Low-Power And RF Design Heighten Signal-Integrity Concerns - J3L2404
http://chipdesignmag.com/sld/blog/2010/01/28/low-power-and-rf-design-heighten-signal-integrity-concerns/
======
westbywest
A topic not adequately covered in this topic, IMO, is corner-case testing.
E.g. testing across temperature, supply voltage, and especially Si process
variation, in the simplest example. EDA tools of ever-increasing
sophistication definitely help economize on time-to-market, assuming you
understand your tool chain adequately, but it is still actual unit testing, in
temp chambers and similar apparatus, that is your most loyal ally in catching
flaws before production.
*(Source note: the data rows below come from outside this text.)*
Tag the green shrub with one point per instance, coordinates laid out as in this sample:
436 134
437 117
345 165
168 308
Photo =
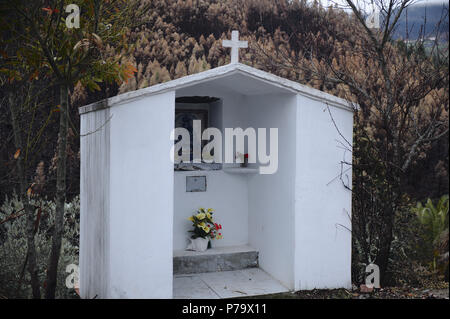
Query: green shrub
434 221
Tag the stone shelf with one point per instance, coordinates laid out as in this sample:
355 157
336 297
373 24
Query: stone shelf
241 170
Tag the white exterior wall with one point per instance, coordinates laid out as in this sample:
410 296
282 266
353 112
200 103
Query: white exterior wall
94 203
126 249
271 197
142 198
322 206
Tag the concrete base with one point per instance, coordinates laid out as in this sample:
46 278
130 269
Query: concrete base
214 260
226 284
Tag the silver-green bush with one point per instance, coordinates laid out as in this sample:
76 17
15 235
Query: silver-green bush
13 247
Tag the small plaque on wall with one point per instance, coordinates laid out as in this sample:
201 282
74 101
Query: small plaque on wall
195 183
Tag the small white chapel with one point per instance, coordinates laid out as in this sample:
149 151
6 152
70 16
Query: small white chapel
290 227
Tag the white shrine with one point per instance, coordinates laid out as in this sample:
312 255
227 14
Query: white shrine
135 201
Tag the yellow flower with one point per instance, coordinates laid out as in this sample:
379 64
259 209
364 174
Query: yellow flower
201 216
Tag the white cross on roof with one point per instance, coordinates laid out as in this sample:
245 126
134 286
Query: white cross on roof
234 44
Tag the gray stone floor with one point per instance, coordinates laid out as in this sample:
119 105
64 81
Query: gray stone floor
226 284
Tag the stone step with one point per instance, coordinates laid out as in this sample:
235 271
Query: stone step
214 260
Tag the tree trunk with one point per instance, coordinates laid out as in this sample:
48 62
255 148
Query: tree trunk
29 211
52 270
385 248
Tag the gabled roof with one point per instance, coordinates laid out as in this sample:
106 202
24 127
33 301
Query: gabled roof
217 73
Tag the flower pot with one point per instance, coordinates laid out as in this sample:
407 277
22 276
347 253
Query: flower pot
198 244
245 164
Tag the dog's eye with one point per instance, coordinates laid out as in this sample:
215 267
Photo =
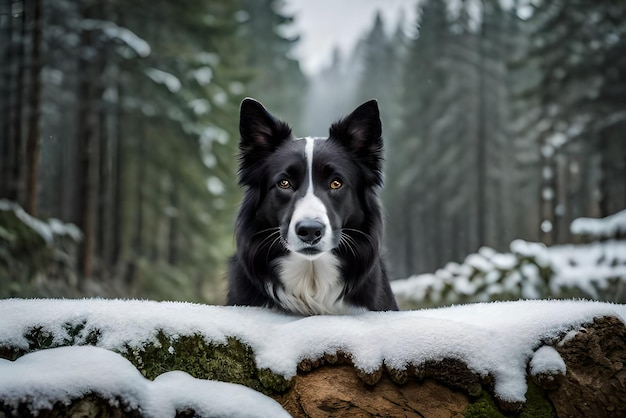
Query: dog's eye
284 184
336 184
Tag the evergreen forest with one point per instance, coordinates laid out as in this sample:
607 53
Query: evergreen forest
502 120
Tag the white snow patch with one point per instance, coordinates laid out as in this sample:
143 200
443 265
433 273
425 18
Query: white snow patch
47 230
608 227
113 31
42 378
491 338
547 360
169 80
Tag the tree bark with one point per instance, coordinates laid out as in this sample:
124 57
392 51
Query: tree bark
34 106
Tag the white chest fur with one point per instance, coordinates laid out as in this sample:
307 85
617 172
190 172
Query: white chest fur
312 287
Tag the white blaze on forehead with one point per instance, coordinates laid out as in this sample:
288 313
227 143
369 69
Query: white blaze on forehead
308 151
309 207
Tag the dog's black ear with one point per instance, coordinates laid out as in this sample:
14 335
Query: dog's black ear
260 131
361 133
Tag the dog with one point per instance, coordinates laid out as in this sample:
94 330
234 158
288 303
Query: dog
309 229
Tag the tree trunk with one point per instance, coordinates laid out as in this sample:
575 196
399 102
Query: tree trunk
34 105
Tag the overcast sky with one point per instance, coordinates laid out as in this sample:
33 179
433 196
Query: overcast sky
322 24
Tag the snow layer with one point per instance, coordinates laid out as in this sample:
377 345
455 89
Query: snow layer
493 338
42 378
608 227
546 360
47 230
530 271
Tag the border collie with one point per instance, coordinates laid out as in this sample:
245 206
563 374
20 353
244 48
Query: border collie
309 228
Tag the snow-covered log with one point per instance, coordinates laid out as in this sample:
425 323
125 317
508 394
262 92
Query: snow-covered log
140 357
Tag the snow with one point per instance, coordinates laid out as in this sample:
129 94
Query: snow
496 339
46 230
169 80
112 31
530 271
61 374
608 227
547 360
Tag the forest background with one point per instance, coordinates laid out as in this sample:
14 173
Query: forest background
503 120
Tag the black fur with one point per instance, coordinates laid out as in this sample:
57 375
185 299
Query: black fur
269 152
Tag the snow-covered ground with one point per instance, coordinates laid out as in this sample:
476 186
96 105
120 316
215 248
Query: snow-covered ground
497 339
61 374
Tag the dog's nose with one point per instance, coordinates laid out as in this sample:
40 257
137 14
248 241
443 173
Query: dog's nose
310 231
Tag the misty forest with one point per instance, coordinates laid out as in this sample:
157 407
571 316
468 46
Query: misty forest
503 121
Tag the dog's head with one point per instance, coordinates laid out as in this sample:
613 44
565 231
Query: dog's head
307 193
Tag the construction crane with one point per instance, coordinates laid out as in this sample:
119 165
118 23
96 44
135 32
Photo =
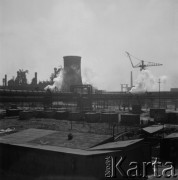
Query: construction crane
142 65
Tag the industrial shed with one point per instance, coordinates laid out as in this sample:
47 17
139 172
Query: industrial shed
46 153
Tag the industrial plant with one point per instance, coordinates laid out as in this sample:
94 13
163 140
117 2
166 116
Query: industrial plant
65 129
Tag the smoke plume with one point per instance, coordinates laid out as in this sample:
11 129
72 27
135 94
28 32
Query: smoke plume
146 81
57 85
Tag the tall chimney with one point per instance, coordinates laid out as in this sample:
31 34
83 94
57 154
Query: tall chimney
36 78
5 80
72 72
131 80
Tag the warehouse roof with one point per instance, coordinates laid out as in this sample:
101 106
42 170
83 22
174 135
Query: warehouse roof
116 145
173 135
153 129
55 138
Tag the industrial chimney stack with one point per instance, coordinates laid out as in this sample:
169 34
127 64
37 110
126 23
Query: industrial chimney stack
72 72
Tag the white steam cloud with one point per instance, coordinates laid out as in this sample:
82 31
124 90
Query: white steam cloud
57 85
146 81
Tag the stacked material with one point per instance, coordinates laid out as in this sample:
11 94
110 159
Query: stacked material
157 112
92 117
75 116
109 117
172 118
39 113
13 112
49 114
61 115
130 119
136 109
25 115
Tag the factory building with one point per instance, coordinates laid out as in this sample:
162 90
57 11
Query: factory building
46 153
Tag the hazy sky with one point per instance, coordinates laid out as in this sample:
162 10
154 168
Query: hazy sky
36 34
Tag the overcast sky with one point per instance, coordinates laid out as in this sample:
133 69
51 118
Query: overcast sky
36 34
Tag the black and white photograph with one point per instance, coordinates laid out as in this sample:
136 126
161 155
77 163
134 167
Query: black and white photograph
88 89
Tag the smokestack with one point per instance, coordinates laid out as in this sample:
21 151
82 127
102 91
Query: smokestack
72 72
36 78
131 80
5 80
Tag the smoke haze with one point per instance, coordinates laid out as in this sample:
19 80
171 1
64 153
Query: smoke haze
35 35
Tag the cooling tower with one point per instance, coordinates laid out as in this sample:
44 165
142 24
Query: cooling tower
72 72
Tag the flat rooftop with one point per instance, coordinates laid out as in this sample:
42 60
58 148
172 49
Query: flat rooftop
153 129
116 145
172 136
56 141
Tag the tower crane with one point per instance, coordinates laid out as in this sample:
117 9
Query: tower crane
142 64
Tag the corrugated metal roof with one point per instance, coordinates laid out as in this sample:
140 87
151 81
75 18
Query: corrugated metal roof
173 135
116 145
153 129
55 138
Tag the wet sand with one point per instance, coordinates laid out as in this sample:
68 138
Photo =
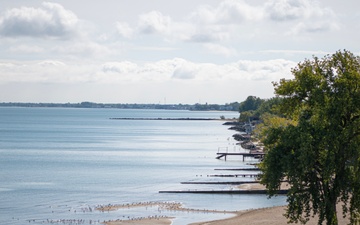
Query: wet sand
263 216
142 221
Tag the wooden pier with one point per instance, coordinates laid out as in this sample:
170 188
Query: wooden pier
258 155
279 192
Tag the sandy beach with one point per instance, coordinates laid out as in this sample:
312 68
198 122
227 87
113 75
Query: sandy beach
263 216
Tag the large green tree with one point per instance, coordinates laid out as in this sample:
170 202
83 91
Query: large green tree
318 152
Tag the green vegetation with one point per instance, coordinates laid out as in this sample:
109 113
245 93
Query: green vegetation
311 132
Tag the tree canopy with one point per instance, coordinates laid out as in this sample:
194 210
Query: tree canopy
316 145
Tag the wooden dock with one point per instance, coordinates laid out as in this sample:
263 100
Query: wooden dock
258 155
279 192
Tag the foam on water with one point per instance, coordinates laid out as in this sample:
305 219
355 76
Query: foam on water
57 162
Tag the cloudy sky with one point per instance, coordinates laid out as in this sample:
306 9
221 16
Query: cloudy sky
161 51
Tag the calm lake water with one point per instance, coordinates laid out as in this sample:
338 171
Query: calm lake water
60 163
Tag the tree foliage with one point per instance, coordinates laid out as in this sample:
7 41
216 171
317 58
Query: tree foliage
251 103
317 146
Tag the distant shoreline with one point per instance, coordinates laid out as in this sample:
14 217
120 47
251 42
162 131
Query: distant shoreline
191 107
133 118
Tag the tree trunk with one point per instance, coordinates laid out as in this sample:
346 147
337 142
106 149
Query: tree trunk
331 215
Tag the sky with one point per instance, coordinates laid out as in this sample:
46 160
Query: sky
162 51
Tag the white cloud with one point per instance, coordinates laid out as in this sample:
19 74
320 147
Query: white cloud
227 12
124 29
26 49
220 50
120 67
53 20
54 71
154 22
306 15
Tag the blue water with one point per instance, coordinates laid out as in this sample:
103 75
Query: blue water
59 163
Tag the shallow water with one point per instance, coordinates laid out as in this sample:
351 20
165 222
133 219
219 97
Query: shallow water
57 163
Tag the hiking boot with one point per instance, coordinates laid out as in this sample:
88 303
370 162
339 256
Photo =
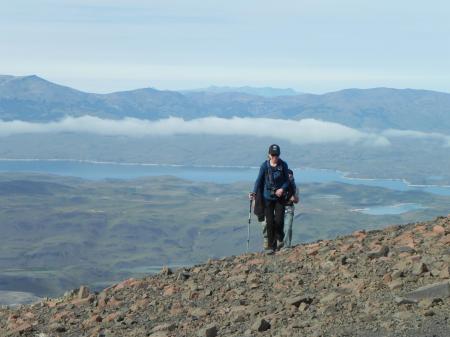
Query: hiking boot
269 251
266 244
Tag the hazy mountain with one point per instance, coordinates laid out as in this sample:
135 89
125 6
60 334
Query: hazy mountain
260 91
35 99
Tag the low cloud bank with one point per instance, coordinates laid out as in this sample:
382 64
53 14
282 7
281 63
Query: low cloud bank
305 131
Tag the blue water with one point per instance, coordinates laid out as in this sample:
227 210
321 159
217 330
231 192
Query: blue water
216 174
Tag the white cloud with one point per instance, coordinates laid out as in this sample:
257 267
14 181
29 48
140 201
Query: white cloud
305 131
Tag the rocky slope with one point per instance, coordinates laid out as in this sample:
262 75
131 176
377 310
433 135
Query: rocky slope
392 282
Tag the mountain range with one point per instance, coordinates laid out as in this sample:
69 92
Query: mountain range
31 98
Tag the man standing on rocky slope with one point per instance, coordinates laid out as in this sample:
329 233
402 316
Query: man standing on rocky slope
272 182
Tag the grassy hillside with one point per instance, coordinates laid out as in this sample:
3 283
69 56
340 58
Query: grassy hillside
60 232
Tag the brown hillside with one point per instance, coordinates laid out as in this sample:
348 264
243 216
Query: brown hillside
392 282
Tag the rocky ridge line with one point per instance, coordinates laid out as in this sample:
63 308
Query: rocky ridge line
391 282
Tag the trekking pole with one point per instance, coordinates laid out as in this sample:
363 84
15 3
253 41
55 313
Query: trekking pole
248 227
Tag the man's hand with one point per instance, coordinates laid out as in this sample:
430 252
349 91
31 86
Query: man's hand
279 192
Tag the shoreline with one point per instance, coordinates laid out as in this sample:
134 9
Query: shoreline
342 174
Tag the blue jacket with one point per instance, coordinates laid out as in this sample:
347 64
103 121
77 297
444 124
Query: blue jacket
280 179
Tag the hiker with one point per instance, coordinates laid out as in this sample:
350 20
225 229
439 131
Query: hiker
272 183
291 198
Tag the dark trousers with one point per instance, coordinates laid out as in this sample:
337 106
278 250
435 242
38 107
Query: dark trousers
274 211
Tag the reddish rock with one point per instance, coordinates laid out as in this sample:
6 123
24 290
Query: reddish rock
170 290
360 235
445 239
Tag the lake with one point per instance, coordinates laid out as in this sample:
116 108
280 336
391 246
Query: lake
217 174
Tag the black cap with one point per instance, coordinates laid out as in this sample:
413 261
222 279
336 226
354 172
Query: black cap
274 149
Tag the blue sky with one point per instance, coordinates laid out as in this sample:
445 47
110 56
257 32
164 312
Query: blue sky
311 46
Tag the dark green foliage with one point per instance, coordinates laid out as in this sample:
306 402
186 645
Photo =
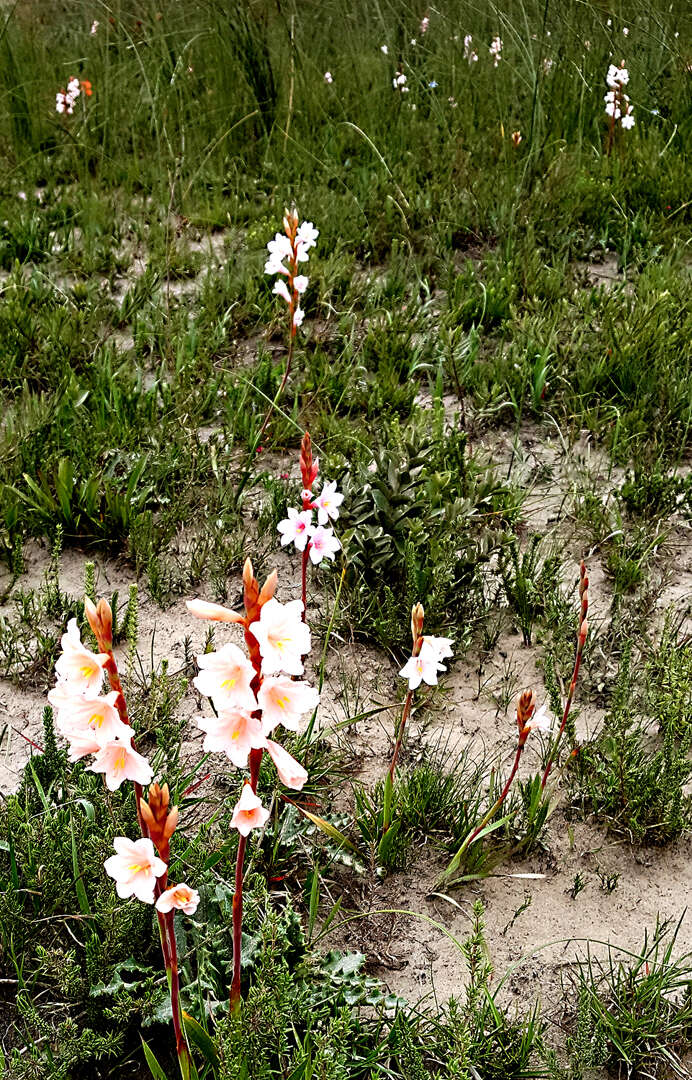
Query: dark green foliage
631 779
635 1013
420 518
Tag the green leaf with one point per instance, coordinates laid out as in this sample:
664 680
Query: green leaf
39 786
201 1039
389 794
327 827
154 1068
79 882
385 845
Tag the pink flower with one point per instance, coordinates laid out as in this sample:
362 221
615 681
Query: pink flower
78 665
295 528
81 743
226 677
233 732
441 647
323 544
290 772
135 867
96 715
423 667
306 238
202 609
248 812
279 248
179 896
120 760
284 701
281 289
283 638
327 503
540 721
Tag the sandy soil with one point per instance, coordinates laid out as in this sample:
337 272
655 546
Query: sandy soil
416 949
Indeed, a large video graphics company I interacted
with recently would run their newest cores through corner-case testing across
something like 20 different axes. (Imagine a chip with several voltage
domains, e.g. core, GPIO, memory, and some sort of GHz-domain serialized
interface, now multiply the number of domains by additional factors such as
operating temp and Si process variation, and you get a hypercube representing
all possible corner cases.)

Testing across corner cases is exhausting, and yes, proper design discipline
coupled with EDA proficiency give you a sporting change of avoiding a
reduction in performance goals (at best) or even a re-spin (at worst).

But sending a bad chip to market is often a company-ending act for anyone not
in the Fortune 500.